The New Question — and the Opportunity in It
The old question was "How do I build my current software faster?" The new question is "What kind of software does my problem actually call for now — and which of these nine kinds is it?"
This is the opportunity, and it is unusually accessible. You are almost certainly sitting on at least one workflow that quietly belongs in one of these categories — thirty judgment-heavy minutes you repeat every week, or a task spread across five tools that don't talk to each other. You can build the first version in an afternoon: pick the workflow, write the prompt as if it were the spec, skip the UI, bake in the honesty contract, and ship it to a single user — yourself — for a week. Then decide to keep it, fork it, or throw it away. Disposable is a perfectly good outcome.
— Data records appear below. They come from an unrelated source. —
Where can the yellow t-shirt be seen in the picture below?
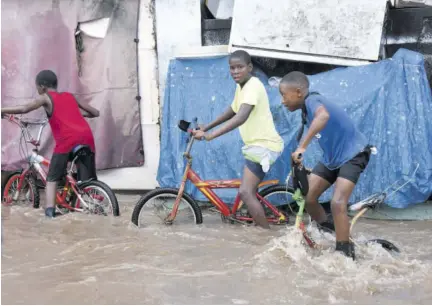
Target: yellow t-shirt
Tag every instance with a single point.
(259, 129)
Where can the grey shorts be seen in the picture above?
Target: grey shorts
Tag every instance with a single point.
(255, 168)
(351, 170)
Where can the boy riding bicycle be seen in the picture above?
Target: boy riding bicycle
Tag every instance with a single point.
(250, 111)
(346, 154)
(68, 126)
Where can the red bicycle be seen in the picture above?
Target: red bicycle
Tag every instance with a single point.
(81, 196)
(172, 204)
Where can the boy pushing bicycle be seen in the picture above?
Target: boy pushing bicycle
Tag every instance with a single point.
(68, 126)
(346, 154)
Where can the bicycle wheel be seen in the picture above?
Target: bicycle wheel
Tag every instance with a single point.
(95, 193)
(29, 193)
(280, 196)
(160, 202)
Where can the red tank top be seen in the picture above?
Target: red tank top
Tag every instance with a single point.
(68, 125)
If software's identity has changed this completely, the team that ships it has to change too. The old studio meant fifteen to thirty people, nine to eighteen months, and a million dollars to reach version one. Our agent-first model is one to three people plus dozens of agents, one to three weeks, and an order of magnitude less capital — which is how a single studio ships five to ten ventures a year instead of one. That isn't aspirational; it's a description of our last twelve months. Studios that bolt agents onto the old process will lose to studios designed around agents from day zero.
Software stopped being a recipe and became an actor. The categories that exist now did not exist two years ago. The people who notice first will build the next decade.